O cuidado com a tapera envolve toda a comunidade. A gestão comum de parte dos recursos florestais coletivos garante sua conservação, já que ali estão algumas plantas utilizadas na alimentação e medicina local, mas também devido à dimensão cultural das taperas. Elas são consideradas sagradas e de grande relevância para memória histórica da região. Dona Nancy e Senhor Onésio apresentam bem a dimensão imaterial das taperas, ao identificarem através delas os nomes dos antepassados que ali viveram, além das narrativas antigas que compõem a memória comunitária.
A construção de novas unidades domésticas nas taperas não significa novas ocupações, mas uma reocupação ancestral de áreas tradicionalmente manejadas. O respeito caiçara às taperas é parte de um sistema socioecológico e, não por acaso, tanto as casas de Edmilson e Karina, como as que foram demolidas, estão aí localizadas. Em contraste, o grande alojamento da Fundação Florestal na comunidade do Rio Verde foi construído sobre uma antiga tapera, o que revela a materialidade do racismo ambiental estruturado sobre a cultura caiçara na Jureia.

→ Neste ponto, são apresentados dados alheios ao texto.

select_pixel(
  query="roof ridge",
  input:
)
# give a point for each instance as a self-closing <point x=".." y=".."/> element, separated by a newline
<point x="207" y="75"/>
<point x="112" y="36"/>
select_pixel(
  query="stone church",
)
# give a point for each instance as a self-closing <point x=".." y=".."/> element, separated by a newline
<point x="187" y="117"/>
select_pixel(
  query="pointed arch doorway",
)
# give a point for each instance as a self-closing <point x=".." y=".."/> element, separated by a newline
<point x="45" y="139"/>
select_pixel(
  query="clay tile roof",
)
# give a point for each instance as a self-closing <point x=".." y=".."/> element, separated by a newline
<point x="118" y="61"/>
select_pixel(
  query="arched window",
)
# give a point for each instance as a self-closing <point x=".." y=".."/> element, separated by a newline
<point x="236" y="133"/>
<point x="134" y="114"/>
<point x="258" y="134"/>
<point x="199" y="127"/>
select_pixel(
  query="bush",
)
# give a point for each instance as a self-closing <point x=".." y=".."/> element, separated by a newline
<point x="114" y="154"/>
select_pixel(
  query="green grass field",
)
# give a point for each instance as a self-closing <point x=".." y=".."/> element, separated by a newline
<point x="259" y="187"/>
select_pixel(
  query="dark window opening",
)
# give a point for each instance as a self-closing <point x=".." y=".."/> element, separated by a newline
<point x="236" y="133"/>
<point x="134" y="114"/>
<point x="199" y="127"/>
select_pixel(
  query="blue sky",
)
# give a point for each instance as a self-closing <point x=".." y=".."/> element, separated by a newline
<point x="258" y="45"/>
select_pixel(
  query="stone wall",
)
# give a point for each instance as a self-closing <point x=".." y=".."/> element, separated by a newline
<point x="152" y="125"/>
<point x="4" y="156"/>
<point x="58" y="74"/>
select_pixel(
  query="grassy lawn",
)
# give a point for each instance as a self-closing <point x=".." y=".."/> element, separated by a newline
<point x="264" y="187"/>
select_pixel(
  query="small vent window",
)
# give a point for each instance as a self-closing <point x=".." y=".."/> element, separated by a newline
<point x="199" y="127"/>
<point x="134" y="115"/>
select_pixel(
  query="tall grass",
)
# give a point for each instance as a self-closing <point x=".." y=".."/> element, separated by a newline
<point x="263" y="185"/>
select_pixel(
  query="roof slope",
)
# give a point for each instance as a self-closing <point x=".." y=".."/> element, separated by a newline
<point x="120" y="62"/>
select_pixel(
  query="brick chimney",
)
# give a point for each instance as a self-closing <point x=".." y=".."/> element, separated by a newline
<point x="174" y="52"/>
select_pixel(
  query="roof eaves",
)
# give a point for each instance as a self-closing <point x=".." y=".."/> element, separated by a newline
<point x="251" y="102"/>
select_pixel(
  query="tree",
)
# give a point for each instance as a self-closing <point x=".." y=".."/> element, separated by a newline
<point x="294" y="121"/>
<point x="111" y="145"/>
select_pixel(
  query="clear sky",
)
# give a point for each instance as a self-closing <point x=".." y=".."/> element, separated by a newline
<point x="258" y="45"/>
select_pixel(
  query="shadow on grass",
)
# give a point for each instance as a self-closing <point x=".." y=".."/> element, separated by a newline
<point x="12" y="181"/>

Em resposta a isso, os caiçaras oferecem não apenas seus conhecimentos ancorados nas tradições passadas, mas também propostas de um futuro responsável com a conservação. Os moradores citados até aqui participam de pesquisas de renomadas universidades públicas como portadores de conhecimentos tradicionais relacionados à agrobiodiversidade de seus sistemas agrícolas. Dado seu notório conhecimento tradicional, integraram também pesquisa encomendada pelo Ministério da Ciência, Tecnologia e Inovação (MCTI) sobre a contribuição dos povos e comunidades tradicionais para a biodiversidade. Além disso, diante da ausência de realização de Plano de Manejo por parte dos órgãos ambientais, os moradores construíram um Plano de Uso Tradicional Caiçara, com apoio de assessoria científica e jurídica, visando acordo com a Fundação Florestal e a Secretaria do Meio Ambiente que cessasse o conflito histórico mediante regramento geral das atividades dos moradores. O intuito era efetivar tanto seus direitos enquanto comunidades tradicionais como metas de conservação, mas infelizmente tal Plano foi integralmente rejeitado pelos órgãos ambientais.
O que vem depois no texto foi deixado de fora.